Check available computed variables for a geometric object via help:
?geom_bar
Use stat_count()
directly:
ggplot(data = diamonds) +
stat_count(mapping = aes(x = cut))
stat_count()
has a default geom
geom_bar()
.
Display frequency instead of counts:
ggplot(data = diamonds) +
geom_bar(mapping = aes(x = cut, y = stat(prop), group = 1))
## Warning: `stat(prop)` was deprecated in ggplot2 3.4.0.
## ℹ Please use `after_stat(prop)` instead.
## This warning is displayed once every 8 hours.
## Call `lifecycle::last_lifecycle_warnings()` to see where this warning was
## generated.
Note the aesthetics mapping group=1
overwrites the default
grouping (by cut
) by considering all observations as a
group.
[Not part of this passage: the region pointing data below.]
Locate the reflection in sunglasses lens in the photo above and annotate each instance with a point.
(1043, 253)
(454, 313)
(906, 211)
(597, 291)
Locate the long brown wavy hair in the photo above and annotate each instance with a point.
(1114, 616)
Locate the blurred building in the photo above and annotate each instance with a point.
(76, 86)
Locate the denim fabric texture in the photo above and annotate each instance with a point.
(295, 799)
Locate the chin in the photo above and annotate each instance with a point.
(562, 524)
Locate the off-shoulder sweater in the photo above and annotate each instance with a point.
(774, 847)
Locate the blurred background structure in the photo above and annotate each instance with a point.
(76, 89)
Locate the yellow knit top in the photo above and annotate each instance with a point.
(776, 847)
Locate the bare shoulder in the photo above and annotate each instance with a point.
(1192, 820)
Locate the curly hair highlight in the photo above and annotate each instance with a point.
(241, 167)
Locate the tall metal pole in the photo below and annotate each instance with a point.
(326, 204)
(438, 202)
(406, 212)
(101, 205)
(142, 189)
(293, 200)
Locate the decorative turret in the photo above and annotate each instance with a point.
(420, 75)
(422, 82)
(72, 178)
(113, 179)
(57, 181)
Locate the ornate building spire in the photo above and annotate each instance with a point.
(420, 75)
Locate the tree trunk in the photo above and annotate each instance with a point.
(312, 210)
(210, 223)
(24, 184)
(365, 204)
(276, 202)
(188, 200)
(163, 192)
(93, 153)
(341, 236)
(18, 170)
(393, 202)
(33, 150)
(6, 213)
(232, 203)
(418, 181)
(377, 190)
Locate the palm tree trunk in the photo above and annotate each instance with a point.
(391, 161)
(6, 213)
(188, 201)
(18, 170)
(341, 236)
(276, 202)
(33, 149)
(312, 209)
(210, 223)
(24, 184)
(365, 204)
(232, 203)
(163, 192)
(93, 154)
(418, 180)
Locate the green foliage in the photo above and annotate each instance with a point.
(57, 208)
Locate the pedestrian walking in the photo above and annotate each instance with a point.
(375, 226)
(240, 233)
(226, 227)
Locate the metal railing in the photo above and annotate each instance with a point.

Without this we get
ggplot(data = diamonds) +
geom_bar(mapping = aes(x = cut, y = stat(prop)))
geom_bar()
vs geom_col()
geom_bar()
makes the height of the bar proportional
to the number of cases in each group (or if the weight aesthetic is
supplied, the sum of the weights).
ggplot(data = diamonds) +
geom_bar(mapping = aes(x = cut))
The height of bar is the number of diamonds in each cut category.
geom_col()
makes the heights of the bars to
represent values in the data.
ggplot(data = diamonds) +
geom_col(mapping = aes(x = cut, y = carat))
The height of bar is total carat in each cut category.
ggplot(data = diamonds) +
geom_bar(mapping = aes(x = cut, weight = carat))
Color bar:
ggplot(data = diamonds) +
geom_bar(mapping = aes(x = cut, colour = cut))
Fill color:
ggplot(data = diamonds) +
geom_bar(mapping = aes(x = cut, fill = cut))
Fill color according to another variable:
ggplot(data = diamonds) +
geom_bar(mapping = aes(x = cut, fill = clarity))
The stacking is performed automatically by the position
adjustment specified by the position
argument.
If you don’t want a stacked bar chart, you can use one of three other options:
"identity"
"dodge"
"fill"
"stack"
(default)
position = "identity"
will place each object exactly
where it falls in the context of the graph.
ggplot(data = diamonds, mapping = aes(x = cut, fill = clarity)) +
geom_bar(alpha = 1/5, position = "identity")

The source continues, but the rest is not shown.